OGH 3Ob70/23z

OGH3Ob70/23z19.4.2023

Der Oberste Gerichtshof hat als Revisionsgericht durch den Senatspräsidenten Hon.‑Prof. Dr. Höllwerth als Vorsitzenden sowie den Hofrat Hon.‑Prof. Dr. Brenn, die Hofrätinnen Dr. Weixelbraun‑Mohr und Dr. Kodek und den Hofrat Dr. Stefula als weitere Richter in der Rechtssache der klagenden Partei Dr. E*, vertreten durch Dr. Peter Wallnöfer und andere Rechtsanwälte in Innsbruck, gegen die beklagte Partei Dr. H*, vertreten durch Barenth & Renner Rechtsanwalts GmbH in Innsbruck, wegen 216.040,16 EUR sA und Feststellung, über die außerordentliche Revision der klagenden Partei gegen das Urteil des Oberlandesgerichts Innsbruck als Berufungsgericht vom 16. März 2023, GZ 2 R 23/23h‑67, den

Beschluss

gefasst:

European Case Law Identifier: ECLI:AT:OGH0002:2023:0030OB00070.23Z.0419.000

Rechtsgebiet: Zivilrecht

Entscheidungsart: Zurückweisung mangels erheblicher Rechtsfrage

 

Spruch:

Die außerordentliche Revision wird gemäß § 508a Abs 2 ZPO mangels der Voraussetzungen des § 502 Abs 1 ZPO zurückgewiesen.

Begründung:

Rechtliche Beurteilung

[1] 1. Nach ständiger Rechtsprechung können vom Berufungsgericht verneinte Mängel des Verfahrens erster Instanz im Revisionsverfahren nicht mehr geltend gemacht werden (RS0042963), es sei denn, das Berufungsgericht hätte infolge unrichtiger Anwendung verfahrensrechtlicher Vorschriften eine Erledigung der Mängelrüge unterlassen (RS0043086 [T8]) oder die Mängelrüge mit einer durch die Aktenlage nicht gedeckten Begründung verworfen (RS0043086 [T7]). Solches behauptet die Klägerin hier jedoch gar nicht.

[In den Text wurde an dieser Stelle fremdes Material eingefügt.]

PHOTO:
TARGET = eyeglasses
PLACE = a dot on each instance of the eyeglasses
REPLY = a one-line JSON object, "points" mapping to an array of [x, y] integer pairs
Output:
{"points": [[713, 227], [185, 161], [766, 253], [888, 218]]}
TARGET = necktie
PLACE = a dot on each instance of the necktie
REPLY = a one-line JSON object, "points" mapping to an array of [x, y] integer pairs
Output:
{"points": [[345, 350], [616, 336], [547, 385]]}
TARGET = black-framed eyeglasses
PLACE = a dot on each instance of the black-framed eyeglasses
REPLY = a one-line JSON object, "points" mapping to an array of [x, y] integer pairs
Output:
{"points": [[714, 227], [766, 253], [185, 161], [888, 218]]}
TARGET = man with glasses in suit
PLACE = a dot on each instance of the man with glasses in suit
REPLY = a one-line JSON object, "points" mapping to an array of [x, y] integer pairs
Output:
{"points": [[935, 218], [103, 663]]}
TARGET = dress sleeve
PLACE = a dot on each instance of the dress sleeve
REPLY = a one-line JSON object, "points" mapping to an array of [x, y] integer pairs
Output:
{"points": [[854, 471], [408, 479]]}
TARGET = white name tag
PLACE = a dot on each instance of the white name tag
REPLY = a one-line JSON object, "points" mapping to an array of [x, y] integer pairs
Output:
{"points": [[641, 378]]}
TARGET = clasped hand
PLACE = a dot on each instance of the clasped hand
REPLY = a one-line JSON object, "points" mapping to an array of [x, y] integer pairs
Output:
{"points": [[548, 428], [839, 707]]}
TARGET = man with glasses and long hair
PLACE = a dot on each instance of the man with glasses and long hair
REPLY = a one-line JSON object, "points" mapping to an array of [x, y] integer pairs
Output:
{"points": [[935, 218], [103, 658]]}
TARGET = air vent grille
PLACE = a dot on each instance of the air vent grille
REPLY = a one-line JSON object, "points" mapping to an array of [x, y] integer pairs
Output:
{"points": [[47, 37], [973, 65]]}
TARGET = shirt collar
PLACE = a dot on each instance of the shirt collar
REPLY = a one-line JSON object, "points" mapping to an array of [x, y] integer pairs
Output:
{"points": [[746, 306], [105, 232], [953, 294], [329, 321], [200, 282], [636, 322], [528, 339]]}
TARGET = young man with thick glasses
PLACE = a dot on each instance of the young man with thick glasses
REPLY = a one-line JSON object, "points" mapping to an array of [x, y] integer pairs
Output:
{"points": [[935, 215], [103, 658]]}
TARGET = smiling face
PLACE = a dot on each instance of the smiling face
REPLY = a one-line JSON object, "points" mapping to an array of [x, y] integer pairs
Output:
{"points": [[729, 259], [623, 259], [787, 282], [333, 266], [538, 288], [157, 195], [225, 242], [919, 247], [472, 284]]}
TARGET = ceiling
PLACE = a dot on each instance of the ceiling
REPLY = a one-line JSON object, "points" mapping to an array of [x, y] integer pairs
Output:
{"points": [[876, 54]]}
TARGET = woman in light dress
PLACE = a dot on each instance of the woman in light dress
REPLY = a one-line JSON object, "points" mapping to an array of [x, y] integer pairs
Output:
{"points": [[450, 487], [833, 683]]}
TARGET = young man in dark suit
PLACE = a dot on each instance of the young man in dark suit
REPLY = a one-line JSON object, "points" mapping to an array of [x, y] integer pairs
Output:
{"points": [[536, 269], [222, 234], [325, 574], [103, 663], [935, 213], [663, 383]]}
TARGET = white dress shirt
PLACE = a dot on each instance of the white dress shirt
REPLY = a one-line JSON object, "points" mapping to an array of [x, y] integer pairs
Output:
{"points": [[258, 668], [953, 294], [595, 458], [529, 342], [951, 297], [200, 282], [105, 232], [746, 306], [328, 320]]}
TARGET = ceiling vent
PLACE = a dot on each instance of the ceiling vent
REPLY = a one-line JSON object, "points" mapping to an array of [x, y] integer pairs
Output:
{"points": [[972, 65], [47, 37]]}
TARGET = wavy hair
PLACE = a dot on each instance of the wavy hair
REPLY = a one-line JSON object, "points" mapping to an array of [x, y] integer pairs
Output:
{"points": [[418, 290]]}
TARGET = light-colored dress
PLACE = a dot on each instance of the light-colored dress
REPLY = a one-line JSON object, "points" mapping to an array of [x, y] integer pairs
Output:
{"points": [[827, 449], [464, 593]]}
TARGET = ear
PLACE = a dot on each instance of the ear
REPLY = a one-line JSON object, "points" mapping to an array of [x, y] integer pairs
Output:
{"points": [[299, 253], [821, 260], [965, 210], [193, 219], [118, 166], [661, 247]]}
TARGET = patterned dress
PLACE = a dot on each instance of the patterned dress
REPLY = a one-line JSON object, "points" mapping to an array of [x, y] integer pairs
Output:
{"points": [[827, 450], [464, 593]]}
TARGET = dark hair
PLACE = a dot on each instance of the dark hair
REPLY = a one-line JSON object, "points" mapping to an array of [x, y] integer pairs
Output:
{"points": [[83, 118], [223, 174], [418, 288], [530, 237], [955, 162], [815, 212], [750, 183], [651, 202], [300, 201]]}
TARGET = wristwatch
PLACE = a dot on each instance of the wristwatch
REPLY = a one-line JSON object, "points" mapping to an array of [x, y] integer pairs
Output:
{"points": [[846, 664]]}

[2] 2.1. Selbst bei Bejahung einer Verletzung der Aufklärungspflicht kann sich der Arzt oder Krankenhausträger von seiner Haftung durch den Einwand des rechtmäßigen Alternativverhaltens befreien, wenn er beweist, dass der Patient auch bei ausreichender Aufklärung die Zustimmung zur Operation bzw Behandlung erteilt hätte (vgl RS0038485 [T1]). Ob der Patient in diesem Fall in die Behandlung eingewilligt hätte, ist eine Tatfrage (vgl RS0038485 [T16]).

[3] 2.2. Zur Frage, ob die Beklagte die Klägerin über das mit dem von ihr verschriebenen Verhütungsmittel verbundene erhöhte Thromboserisiko aufgeklärt hat, konnte zwar nur eine Negativfeststellung getroffen werden. Das Erstgericht hat allerdings auch festgestellt, dass die Klägerin selbst dann in die Behandlung eingewilligt hätte, wenn sie eine umfassende und ausführliche Aufklärung insbesondere über das erhöhte Thromboserisiko erhalten hätte. In einer solchen Konstellation liegt es auf der Hand, dass es eine Einwilligung auf Basis einer ausreichenden Aufklärung tatsächlich nicht gegeben hat; das führt aber entgegen der Ansicht der Klägerin nicht dazu, dass ihre hypothetische – auf einer ausreichenden Aufklärung basierende – Einwilligung mangels tatsächlich erfolgter umfassender Aufklärung als unwirksam anzusehen wäre.

[4] 3. Entgegen der Ansicht der Klägerin ist aus den von ihr zitierten Ausführungen des Berufungsgerichts, wonach ihr der Nachweis einer nicht bloß unerheblichen Erhöhung des Thromboserisikos durch die Behandlung gelungen sei, für sie nichts zu gewinnen: Das Berufungsgericht verwies nämlich darauf, dass zwar die Kausalität der Behandlung für die von der Klägerin erlittene Sinusvenenthrombose entgegen der Ansicht des Erstgerichts zumindest argumentiert werden könnte, die Kausalitätsfrage aber letztlich offen bleiben könne, weil weder eine unzureichende Aufklärung noch ein Behandlungsfehler vorliege. Gegen die Verneinung eines Behandlungsfehlers durch das Berufungsgericht wendet sich die Klägerin in dritter Instanz gar nicht, sondern beschränkt sich auf die Behauptung nicht ausreichender Aufklärung über die Risiken der Behandlung. Darauf kommt es aber nach dem oben Gesagten nicht an.